I’m interested in the intersection of AI and neuro, a field called neuroAI. By studying how the brain works, we can learn principles that allow us to make better AI. By creating good models of the brain, we can find new ways of affecting behaviour, both to enhance the well and help those with neurological disorders. I wrote an article about this idea for the venture capital firm a16z (Andreessen Horowitz).

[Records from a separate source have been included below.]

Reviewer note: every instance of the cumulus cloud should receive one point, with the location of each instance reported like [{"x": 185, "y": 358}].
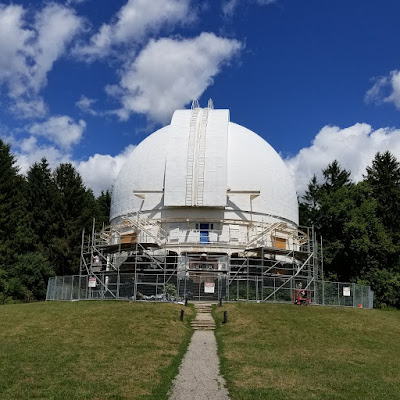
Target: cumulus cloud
[
  {"x": 354, "y": 147},
  {"x": 169, "y": 73},
  {"x": 61, "y": 130},
  {"x": 85, "y": 104},
  {"x": 133, "y": 22},
  {"x": 386, "y": 89},
  {"x": 100, "y": 171},
  {"x": 29, "y": 49}
]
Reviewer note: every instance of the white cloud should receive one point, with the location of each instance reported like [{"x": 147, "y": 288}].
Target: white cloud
[
  {"x": 100, "y": 171},
  {"x": 354, "y": 147},
  {"x": 133, "y": 22},
  {"x": 386, "y": 89},
  {"x": 61, "y": 130},
  {"x": 169, "y": 73},
  {"x": 29, "y": 50},
  {"x": 85, "y": 104}
]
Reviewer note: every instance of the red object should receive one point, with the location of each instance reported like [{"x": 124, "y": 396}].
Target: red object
[{"x": 302, "y": 296}]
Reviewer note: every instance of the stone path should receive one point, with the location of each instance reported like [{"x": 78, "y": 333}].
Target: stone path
[{"x": 199, "y": 377}]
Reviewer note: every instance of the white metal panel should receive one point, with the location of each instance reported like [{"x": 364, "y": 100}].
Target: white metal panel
[
  {"x": 176, "y": 164},
  {"x": 215, "y": 171}
]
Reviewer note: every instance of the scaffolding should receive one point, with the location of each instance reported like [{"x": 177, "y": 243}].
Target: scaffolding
[{"x": 137, "y": 260}]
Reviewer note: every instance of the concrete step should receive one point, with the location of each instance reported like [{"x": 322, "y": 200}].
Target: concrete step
[{"x": 203, "y": 323}]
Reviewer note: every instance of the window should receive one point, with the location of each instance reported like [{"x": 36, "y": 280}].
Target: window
[{"x": 204, "y": 229}]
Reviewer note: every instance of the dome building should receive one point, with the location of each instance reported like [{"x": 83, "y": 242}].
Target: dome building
[
  {"x": 203, "y": 199},
  {"x": 204, "y": 209}
]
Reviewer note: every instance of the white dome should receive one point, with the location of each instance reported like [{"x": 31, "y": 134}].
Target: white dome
[{"x": 225, "y": 166}]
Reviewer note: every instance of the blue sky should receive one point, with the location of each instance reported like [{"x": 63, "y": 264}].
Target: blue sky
[{"x": 84, "y": 81}]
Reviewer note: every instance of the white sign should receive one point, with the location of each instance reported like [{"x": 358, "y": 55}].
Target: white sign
[
  {"x": 92, "y": 282},
  {"x": 209, "y": 287}
]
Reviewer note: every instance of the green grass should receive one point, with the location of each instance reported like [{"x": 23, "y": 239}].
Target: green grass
[
  {"x": 91, "y": 350},
  {"x": 285, "y": 352}
]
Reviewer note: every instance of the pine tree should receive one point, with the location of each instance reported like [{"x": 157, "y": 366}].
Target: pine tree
[
  {"x": 76, "y": 208},
  {"x": 384, "y": 178}
]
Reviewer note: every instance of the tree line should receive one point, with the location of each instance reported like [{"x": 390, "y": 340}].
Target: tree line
[
  {"x": 43, "y": 213},
  {"x": 42, "y": 216},
  {"x": 359, "y": 224}
]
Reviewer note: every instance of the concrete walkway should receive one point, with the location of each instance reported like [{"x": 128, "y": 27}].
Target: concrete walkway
[{"x": 199, "y": 377}]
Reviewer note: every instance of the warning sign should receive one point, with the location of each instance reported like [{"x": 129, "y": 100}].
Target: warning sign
[
  {"x": 346, "y": 291},
  {"x": 92, "y": 282},
  {"x": 209, "y": 287}
]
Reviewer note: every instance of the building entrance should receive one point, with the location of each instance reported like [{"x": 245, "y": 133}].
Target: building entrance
[{"x": 206, "y": 287}]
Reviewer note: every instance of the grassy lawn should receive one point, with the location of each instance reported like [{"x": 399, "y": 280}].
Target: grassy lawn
[
  {"x": 90, "y": 350},
  {"x": 285, "y": 352}
]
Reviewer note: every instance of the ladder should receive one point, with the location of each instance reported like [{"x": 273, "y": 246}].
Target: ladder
[
  {"x": 201, "y": 158},
  {"x": 191, "y": 156}
]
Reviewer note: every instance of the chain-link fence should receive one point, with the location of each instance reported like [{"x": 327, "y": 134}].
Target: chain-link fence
[{"x": 162, "y": 287}]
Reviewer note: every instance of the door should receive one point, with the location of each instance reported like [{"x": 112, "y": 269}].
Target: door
[{"x": 204, "y": 228}]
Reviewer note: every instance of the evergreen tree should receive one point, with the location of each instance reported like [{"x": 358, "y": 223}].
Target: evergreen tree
[
  {"x": 76, "y": 208},
  {"x": 42, "y": 204},
  {"x": 12, "y": 212},
  {"x": 335, "y": 177},
  {"x": 384, "y": 178}
]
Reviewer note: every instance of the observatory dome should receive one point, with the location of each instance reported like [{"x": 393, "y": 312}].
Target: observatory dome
[{"x": 203, "y": 165}]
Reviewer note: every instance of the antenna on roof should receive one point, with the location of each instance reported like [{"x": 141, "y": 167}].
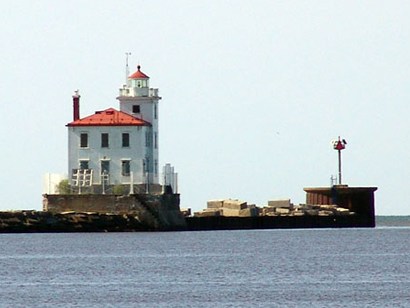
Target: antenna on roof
[{"x": 127, "y": 68}]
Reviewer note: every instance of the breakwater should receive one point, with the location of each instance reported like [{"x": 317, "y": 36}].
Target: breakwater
[{"x": 41, "y": 221}]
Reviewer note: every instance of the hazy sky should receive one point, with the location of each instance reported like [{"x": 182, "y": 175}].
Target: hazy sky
[{"x": 253, "y": 92}]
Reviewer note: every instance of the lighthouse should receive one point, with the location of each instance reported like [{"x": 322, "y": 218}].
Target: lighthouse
[{"x": 139, "y": 100}]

I did a PhD a visual neuroscience at McGill with Dr. Chris Pack and a postdoc at UCLA with Dr. Dario Ringach. I studied how the brain creates meaningful visual representations which can drive behaviour. I worked at Google, studying at how people view and interact with webpages. I was also a Brain Computer Interface engineer at Facebook Reality Labs, building a BCI that allows you to type with your brain.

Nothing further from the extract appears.